The Shakespeare Conference: SHK 21.0218 Thursday, 3 June 2010
[1] From: Richard Waugaman <
Date: May 27, 2010 4:21:20 PM EDT
Subj: Feminine Endings in Hamlet
[2] From: Martin Mueller <
Date: May 27, 2010 5:05:51 PM EDT
Subj: Re: SHK 21.0211 Hamlet's Feminine Endings
[1]-----------------------------------------------------------------
From: Richard Waugaman <
Date: May 27, 2010 4:21:20 PM EDT
Subject: Feminine Endings in Hamlet
Thanks to all who responded. Peter Groves wrote:
'As many others will no doubt point out, the word "feminine" in "feminine ending" refers to grammatical gender, not biological or cultural gender -- specifically to the fact that feminine adjectives in French tend to have an extra final schwa that may be pronounced in metred verse.'
True, as far as it goes. Yet, what about Sonnet 20 ('A Womans face with natures owne hand painted')? Surely, it is no coincidence that, as Booth put it, 'Only this sonnet about gender has feminine rhymes throughout.'
Best wishes,
Richard Waugaman
[2]-------------------------------------------------------------
From: Martin Mueller <
Date: May 27, 2010 5:05:51 PM EDT
Subject: 21.0211 Hamlet's Feminine Endings
Comment: Re: SHK 21.0211 Hamlet's Feminine Endings
It is interesting to learn that the term 'feminine ending' is attested in Samuel Daniel's Defence of Rhyme of 1603, and the evidence of Sonnet 20 persuades me that Shakespeare knew the term and played with it. Fourteen 'feminine' endings are not an accident, especially in view of the fact--which I have not checked but take on trust--that there is no other Shakespearean sonnet where all fourteen last words have feminine endings.
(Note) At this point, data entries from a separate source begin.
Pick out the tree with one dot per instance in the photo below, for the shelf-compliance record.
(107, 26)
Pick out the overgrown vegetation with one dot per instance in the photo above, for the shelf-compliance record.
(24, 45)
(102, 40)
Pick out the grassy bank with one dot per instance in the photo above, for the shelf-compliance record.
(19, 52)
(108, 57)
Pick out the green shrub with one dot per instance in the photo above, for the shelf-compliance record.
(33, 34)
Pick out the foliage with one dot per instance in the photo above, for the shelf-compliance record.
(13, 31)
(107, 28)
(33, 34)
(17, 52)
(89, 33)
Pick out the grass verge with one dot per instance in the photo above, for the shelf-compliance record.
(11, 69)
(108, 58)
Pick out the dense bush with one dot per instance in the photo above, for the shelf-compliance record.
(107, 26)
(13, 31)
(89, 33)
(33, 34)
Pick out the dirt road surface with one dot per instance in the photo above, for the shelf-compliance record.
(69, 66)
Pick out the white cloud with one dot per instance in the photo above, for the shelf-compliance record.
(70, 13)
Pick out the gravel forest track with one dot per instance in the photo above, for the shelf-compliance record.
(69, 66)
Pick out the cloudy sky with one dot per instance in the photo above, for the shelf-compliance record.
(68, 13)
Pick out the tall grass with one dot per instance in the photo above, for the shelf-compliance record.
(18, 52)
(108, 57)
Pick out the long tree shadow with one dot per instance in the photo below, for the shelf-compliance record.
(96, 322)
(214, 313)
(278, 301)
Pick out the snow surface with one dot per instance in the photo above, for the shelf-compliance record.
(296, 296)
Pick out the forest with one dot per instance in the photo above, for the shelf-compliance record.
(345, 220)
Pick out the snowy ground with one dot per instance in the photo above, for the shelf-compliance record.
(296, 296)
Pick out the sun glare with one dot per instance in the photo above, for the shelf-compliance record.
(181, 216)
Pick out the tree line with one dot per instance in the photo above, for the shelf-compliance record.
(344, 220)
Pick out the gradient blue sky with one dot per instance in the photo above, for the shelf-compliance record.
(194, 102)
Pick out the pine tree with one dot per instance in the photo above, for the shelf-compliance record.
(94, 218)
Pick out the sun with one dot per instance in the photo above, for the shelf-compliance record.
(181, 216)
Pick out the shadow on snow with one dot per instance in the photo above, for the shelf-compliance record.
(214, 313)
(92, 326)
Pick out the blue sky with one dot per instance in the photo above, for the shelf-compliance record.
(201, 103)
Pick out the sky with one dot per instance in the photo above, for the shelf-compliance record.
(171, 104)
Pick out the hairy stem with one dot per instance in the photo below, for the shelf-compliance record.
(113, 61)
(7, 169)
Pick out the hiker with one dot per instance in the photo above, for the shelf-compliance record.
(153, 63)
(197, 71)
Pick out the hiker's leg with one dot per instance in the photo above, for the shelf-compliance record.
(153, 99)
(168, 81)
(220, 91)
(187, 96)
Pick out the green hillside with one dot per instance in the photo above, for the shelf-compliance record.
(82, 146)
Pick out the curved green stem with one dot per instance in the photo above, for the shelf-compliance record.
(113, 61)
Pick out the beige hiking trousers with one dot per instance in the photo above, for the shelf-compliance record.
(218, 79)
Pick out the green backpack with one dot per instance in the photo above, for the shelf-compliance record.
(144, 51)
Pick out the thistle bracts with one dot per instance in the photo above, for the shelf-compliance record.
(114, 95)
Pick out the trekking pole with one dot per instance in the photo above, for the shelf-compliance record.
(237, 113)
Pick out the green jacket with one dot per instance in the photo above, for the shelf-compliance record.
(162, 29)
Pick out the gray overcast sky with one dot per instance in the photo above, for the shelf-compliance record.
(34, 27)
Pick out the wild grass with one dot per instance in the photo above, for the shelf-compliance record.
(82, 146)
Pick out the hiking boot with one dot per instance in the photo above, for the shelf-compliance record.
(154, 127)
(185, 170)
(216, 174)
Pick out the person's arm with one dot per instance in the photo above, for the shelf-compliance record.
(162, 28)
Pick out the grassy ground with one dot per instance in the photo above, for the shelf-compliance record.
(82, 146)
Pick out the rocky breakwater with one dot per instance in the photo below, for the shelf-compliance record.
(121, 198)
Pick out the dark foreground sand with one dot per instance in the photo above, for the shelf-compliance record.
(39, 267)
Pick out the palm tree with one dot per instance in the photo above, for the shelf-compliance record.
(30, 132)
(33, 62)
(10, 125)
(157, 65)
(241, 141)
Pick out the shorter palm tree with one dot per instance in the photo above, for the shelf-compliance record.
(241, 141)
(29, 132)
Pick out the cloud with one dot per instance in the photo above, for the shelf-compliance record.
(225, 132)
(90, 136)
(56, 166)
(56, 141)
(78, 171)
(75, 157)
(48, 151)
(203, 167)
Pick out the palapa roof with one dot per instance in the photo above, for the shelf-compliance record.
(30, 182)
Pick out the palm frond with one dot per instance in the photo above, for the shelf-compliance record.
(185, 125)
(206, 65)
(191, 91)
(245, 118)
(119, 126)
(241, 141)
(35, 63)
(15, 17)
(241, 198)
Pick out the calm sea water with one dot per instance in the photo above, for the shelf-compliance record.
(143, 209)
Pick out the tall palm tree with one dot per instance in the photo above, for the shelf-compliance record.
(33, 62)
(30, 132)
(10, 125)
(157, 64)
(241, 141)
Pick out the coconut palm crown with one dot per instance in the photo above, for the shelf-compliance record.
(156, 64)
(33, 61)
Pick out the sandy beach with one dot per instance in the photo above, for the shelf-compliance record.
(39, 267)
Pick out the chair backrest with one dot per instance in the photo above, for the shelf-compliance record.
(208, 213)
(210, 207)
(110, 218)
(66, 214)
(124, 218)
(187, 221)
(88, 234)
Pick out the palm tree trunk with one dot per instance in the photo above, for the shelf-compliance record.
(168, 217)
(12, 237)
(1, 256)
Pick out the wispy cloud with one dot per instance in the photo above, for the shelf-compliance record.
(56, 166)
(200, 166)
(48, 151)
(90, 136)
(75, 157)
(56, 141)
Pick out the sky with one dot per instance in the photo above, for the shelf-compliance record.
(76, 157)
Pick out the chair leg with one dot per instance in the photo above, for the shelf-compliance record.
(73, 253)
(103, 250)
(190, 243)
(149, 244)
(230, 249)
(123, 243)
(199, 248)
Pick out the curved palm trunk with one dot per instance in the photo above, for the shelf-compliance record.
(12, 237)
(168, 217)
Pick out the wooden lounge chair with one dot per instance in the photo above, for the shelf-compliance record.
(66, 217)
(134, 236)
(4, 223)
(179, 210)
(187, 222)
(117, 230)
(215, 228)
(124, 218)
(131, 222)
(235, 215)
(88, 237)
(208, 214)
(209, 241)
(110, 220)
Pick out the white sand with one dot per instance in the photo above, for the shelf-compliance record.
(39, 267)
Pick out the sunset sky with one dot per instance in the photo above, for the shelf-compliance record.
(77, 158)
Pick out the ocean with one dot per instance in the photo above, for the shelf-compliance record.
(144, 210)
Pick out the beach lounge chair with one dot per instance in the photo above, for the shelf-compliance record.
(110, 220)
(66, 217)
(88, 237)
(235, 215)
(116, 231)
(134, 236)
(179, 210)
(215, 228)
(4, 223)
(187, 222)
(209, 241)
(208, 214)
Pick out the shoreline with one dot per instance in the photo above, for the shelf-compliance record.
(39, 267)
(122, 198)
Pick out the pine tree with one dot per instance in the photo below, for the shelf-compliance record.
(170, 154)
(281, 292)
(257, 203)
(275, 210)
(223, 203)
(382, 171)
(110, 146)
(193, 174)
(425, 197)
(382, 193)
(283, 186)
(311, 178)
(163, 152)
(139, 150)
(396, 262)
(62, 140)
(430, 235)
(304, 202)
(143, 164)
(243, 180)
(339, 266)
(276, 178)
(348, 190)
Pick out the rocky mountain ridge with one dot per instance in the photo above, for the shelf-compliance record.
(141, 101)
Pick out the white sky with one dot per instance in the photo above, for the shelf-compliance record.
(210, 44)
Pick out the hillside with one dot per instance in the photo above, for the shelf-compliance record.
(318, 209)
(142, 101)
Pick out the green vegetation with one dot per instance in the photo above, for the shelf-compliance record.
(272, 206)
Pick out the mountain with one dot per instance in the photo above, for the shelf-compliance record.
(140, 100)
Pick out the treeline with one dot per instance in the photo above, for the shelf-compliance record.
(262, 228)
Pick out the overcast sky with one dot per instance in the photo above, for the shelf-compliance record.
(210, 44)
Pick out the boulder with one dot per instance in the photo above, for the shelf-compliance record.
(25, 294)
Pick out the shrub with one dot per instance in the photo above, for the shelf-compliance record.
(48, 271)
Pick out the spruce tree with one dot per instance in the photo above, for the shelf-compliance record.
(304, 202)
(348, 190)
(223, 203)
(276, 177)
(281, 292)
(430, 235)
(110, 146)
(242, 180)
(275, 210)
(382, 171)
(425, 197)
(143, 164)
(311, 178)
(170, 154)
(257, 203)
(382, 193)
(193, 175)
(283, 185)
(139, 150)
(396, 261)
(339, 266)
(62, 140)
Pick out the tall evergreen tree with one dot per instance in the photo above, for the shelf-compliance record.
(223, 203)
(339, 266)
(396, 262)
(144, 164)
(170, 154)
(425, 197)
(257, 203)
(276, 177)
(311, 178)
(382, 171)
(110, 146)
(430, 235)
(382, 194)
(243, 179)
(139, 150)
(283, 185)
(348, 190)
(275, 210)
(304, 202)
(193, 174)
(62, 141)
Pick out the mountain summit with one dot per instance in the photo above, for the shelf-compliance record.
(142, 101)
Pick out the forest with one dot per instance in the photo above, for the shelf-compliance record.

But it is a very long way from such playing with a technical term to assuming that the use of a feminine ending ipso facto justifies a thematic interpretation of a particular prosodic device. You need a lot more evidence for that. Fortunately, this is a field where counting and elementary statistics help. Fourteen consecutive weak endings are a statistical outlier by any standard. It's a relatively straightforward if slightly tedious exercise to mark the line endings of, say, Hamlet and Othello, with plus and minus signs, and see whether the sequence of such signs in Hamlet's "How all occasions do inform against me" add up to a signal or stay within the noise of expected patterns.